This month, long-time SGVLUG member Dustin Laurence reprises his SCALE 13x talk. We'll also be talking about the SGVLUG BBQ for September, the 20th anniversary party plans for November, and SCALE 14x.


The details of how cryptographic algorithms are designed, implemented, verified, and assembled into cryptosystems requires expert knowledge. Fortunately, the big picture of how the resulting cryptosystems are used does not. For most users and even most programmers, the underlying algorithms are black boxes that they do not and need not understand, while the language and conceptual framework of modern cryptography are very useful in putting those algorithms to practical use.

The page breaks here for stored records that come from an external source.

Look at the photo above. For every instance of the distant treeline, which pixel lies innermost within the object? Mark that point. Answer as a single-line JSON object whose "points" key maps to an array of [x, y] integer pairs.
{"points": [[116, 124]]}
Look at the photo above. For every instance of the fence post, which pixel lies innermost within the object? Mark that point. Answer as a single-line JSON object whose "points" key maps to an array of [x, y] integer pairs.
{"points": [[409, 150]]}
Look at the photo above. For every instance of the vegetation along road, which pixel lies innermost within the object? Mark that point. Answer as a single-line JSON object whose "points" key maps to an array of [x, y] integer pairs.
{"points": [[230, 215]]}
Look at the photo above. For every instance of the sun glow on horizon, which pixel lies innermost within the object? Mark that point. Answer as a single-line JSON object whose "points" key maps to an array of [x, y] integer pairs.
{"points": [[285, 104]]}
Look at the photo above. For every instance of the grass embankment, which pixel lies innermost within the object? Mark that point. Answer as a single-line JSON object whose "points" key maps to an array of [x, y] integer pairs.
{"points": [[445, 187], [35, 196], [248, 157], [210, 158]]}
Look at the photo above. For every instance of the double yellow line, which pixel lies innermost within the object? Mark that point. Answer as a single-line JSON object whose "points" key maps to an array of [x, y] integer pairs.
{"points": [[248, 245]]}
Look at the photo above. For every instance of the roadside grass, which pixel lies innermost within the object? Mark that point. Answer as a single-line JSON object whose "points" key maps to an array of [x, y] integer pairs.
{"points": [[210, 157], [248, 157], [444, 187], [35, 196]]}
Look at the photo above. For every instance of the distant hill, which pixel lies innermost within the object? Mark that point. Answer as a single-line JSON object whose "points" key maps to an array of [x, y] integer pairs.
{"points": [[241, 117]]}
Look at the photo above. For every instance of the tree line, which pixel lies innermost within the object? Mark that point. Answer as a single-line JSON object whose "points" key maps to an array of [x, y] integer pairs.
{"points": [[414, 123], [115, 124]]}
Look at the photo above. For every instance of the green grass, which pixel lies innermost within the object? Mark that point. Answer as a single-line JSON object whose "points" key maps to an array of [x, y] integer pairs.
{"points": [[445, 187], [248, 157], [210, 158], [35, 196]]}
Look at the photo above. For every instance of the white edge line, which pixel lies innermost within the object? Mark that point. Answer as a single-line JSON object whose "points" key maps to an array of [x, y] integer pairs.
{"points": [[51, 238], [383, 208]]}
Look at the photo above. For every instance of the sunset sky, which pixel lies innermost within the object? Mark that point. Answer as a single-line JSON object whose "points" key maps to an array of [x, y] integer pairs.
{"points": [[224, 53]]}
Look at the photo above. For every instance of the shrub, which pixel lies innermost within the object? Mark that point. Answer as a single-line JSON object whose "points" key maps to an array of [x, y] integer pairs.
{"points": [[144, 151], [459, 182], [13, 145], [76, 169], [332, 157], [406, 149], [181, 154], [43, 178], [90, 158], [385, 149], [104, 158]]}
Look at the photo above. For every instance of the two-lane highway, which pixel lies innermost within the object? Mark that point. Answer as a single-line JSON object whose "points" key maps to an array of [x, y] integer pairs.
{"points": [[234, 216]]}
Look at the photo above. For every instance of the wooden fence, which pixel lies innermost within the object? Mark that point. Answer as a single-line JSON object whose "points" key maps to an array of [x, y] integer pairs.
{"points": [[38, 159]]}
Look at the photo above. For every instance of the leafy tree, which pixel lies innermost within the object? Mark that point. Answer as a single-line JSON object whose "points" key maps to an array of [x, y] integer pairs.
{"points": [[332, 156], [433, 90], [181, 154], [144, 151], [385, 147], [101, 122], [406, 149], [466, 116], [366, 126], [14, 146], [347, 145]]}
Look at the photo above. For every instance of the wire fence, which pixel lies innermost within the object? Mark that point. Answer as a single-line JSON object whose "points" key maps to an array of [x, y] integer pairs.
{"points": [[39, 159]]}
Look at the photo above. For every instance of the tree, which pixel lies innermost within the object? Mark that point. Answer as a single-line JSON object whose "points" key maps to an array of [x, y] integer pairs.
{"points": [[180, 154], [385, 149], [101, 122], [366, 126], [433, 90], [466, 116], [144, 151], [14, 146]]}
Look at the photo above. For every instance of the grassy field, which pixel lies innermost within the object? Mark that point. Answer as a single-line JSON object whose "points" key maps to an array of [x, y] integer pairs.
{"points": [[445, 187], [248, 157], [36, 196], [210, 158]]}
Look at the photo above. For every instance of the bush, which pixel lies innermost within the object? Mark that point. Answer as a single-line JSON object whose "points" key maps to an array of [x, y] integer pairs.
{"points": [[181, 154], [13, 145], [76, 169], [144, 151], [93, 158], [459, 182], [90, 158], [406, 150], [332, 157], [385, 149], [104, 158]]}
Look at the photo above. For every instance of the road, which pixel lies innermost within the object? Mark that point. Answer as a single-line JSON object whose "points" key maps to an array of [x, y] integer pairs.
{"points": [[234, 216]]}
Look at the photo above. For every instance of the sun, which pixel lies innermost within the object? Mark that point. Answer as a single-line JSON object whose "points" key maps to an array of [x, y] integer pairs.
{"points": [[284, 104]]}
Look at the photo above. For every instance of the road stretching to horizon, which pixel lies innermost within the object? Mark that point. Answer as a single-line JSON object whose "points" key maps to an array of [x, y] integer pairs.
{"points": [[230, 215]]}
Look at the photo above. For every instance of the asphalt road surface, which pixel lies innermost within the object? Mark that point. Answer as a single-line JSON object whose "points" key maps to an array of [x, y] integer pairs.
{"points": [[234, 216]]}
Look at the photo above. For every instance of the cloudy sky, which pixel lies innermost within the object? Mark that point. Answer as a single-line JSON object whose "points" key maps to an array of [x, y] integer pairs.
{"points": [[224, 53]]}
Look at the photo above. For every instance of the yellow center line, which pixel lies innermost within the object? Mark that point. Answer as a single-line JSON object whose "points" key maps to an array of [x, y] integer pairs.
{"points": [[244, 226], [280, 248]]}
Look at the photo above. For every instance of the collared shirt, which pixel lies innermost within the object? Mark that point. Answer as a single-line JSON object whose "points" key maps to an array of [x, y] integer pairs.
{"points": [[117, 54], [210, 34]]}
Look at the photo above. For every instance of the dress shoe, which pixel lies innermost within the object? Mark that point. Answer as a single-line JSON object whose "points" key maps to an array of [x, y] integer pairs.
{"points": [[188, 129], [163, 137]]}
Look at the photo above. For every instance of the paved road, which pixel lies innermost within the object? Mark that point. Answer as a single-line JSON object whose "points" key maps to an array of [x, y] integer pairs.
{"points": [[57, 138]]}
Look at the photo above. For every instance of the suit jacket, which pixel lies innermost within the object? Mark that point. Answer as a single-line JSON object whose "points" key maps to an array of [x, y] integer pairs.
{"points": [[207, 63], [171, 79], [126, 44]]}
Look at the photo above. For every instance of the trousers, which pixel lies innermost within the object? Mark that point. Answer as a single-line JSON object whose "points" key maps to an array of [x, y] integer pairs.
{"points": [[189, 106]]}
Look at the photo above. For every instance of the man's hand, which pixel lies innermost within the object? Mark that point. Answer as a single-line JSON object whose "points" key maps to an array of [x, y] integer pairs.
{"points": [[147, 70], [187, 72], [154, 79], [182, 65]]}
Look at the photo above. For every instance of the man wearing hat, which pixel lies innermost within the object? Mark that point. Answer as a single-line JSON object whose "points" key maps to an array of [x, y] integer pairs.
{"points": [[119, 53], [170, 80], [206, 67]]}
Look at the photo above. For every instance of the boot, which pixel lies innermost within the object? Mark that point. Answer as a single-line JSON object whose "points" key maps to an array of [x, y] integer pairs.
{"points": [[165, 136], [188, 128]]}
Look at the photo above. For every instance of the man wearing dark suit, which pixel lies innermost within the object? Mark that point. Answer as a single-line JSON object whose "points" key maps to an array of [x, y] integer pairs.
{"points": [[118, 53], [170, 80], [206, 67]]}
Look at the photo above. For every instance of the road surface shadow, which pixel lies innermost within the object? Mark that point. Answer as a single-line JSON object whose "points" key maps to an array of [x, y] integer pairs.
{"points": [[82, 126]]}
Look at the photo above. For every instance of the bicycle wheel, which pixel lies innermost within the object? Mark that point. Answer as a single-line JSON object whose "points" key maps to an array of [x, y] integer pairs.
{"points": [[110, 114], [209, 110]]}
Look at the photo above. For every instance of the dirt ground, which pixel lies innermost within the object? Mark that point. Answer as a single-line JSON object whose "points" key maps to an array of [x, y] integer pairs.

We will sketch out that conceptual framework at action-movie speed using the simplest of classical cryptographic algorithms to represent the modern black boxes for concreteness while studing everything but the algorithms themselves. After the presentation you should understand: elementary cryptographic language, security as a probabalistic rather than absolute guarantee, why the size of the keyspace matters, why practical security depends on choosing keys randomly, what side-channel attacks are, what public-key cryptography is, and what a digital signature is. You should also have the basic conceptual framework and vocabulary for further study or self-study. The presentation should be accessible to beginners of all ages.

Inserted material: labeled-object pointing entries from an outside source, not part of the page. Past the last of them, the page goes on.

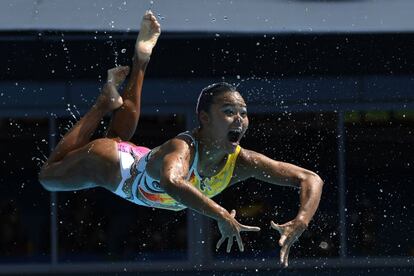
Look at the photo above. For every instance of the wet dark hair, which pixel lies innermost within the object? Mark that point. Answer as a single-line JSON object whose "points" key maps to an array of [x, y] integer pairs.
{"points": [[207, 95]]}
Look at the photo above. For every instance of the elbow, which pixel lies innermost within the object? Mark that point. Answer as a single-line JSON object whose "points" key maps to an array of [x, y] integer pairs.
{"points": [[171, 185], [313, 179]]}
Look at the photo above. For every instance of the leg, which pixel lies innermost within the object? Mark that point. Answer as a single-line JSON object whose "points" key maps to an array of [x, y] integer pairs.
{"points": [[70, 157], [80, 133], [95, 164], [125, 119]]}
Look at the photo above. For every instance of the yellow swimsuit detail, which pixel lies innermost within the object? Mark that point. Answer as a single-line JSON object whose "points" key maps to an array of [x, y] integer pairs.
{"points": [[210, 186]]}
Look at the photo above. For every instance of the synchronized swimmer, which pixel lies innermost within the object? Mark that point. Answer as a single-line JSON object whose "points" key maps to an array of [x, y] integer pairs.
{"points": [[184, 172]]}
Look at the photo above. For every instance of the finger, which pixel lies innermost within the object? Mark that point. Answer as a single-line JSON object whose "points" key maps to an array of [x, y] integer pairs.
{"points": [[220, 242], [229, 244], [276, 227], [282, 254], [286, 257], [282, 240], [249, 228], [239, 242]]}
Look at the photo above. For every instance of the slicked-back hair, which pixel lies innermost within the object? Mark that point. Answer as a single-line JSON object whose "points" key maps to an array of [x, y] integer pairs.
{"points": [[207, 95]]}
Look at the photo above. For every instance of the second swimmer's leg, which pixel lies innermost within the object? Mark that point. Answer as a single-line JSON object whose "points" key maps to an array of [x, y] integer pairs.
{"points": [[73, 164], [125, 119], [81, 132]]}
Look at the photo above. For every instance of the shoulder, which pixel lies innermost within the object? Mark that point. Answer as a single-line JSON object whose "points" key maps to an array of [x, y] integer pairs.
{"points": [[181, 145], [247, 160]]}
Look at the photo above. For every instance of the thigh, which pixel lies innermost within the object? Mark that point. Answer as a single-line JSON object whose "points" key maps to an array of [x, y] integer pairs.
{"points": [[95, 164]]}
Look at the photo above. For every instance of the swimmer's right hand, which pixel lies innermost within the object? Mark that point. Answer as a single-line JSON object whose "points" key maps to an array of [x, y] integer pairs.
{"points": [[230, 228]]}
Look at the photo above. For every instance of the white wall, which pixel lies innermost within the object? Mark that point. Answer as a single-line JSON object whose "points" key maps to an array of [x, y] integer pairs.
{"points": [[246, 16]]}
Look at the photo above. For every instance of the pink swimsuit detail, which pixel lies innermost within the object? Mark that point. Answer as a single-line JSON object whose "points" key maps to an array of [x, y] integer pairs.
{"points": [[137, 150]]}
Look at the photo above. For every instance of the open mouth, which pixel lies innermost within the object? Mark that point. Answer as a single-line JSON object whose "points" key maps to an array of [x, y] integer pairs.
{"points": [[234, 135]]}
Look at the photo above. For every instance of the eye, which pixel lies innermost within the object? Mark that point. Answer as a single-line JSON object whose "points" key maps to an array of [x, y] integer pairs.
{"points": [[229, 112], [243, 113]]}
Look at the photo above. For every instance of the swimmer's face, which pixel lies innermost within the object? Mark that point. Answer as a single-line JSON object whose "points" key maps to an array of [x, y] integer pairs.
{"points": [[227, 120]]}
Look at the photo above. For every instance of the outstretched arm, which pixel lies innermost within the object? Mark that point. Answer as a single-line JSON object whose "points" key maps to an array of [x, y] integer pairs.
{"points": [[174, 169], [256, 165]]}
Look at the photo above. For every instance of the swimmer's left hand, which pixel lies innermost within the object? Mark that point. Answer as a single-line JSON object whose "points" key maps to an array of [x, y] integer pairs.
{"points": [[289, 233]]}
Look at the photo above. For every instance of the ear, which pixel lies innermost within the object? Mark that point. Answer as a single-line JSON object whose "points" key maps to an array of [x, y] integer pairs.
{"points": [[204, 118]]}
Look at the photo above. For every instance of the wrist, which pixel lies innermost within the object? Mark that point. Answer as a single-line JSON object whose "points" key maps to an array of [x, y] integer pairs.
{"points": [[139, 60], [223, 214], [303, 220]]}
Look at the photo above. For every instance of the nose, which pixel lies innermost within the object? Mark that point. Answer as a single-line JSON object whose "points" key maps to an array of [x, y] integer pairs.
{"points": [[238, 118]]}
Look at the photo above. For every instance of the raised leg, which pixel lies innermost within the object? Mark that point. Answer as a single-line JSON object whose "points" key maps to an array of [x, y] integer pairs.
{"points": [[71, 151], [125, 119]]}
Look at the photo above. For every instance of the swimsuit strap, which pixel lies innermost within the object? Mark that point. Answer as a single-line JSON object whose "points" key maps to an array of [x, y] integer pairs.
{"points": [[195, 161]]}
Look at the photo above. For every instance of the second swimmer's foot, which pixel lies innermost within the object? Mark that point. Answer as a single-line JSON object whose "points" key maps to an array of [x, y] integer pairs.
{"points": [[148, 36], [110, 99]]}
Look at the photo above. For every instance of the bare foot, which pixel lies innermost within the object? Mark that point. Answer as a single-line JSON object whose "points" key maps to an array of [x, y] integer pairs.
{"points": [[110, 99], [148, 36]]}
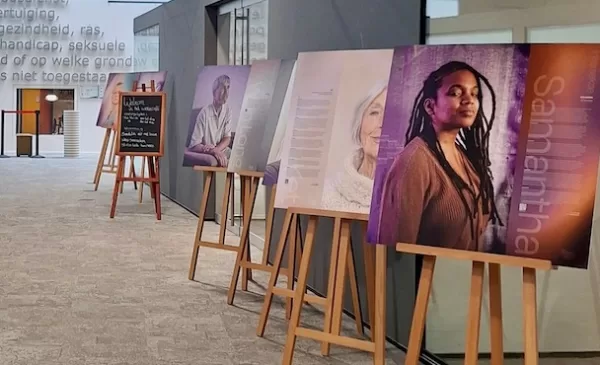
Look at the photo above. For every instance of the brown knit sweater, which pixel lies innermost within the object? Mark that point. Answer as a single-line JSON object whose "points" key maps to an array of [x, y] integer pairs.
{"points": [[421, 205]]}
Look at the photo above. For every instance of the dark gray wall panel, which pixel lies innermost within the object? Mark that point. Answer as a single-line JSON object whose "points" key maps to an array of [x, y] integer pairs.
{"points": [[183, 40], [321, 25]]}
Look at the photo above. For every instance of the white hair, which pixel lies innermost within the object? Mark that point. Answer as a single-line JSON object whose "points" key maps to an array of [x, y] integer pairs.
{"points": [[220, 81], [362, 107]]}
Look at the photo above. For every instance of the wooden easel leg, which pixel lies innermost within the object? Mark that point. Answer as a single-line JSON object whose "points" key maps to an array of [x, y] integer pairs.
{"points": [[530, 317], [379, 304], [244, 241], [225, 207], [293, 251], [474, 314], [143, 174], [112, 157], [101, 159], [122, 159], [369, 258], [340, 278], [420, 312], [118, 183], [496, 332], [354, 291], [288, 222], [156, 186], [333, 263], [132, 171], [269, 225], [149, 162], [208, 175], [290, 344], [246, 186]]}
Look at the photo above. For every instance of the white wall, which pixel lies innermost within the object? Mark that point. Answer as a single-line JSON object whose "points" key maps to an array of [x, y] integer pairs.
{"points": [[114, 22], [568, 299]]}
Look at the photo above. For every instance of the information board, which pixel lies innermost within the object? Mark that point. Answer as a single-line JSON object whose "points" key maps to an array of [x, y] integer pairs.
{"points": [[140, 124]]}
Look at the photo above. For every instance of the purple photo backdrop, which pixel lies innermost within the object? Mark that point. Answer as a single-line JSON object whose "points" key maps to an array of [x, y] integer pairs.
{"points": [[203, 94], [505, 66]]}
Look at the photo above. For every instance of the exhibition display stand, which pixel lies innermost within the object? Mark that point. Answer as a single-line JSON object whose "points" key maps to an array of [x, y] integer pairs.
{"points": [[479, 261], [341, 264], [209, 175], [140, 133], [252, 180], [107, 161]]}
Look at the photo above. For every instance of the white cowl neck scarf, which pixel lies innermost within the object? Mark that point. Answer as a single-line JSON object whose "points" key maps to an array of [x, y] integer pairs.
{"points": [[349, 190]]}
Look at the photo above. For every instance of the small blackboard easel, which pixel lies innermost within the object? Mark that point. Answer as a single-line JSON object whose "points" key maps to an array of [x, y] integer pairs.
{"points": [[140, 130]]}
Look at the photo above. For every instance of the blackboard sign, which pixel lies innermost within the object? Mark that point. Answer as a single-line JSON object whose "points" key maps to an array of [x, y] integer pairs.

Intending to become a programmer ("developer" hadn't been invented by the marketing department yet), Dustin got sidetracked and spent more time than he cares to admit doing theoretical physics, a background filled with continuous mathematics almost entirely irrelevant to computer science and cryptography. He eventually returned to his original love, and these days writes cryptographic and embedded software for Gem, Inc. He believes that every programmer and indeed every citizen must be cryptographically literate in the world he and many, many others are busy creating. He avoids social media for the same reason he doesn't do crack cocaine.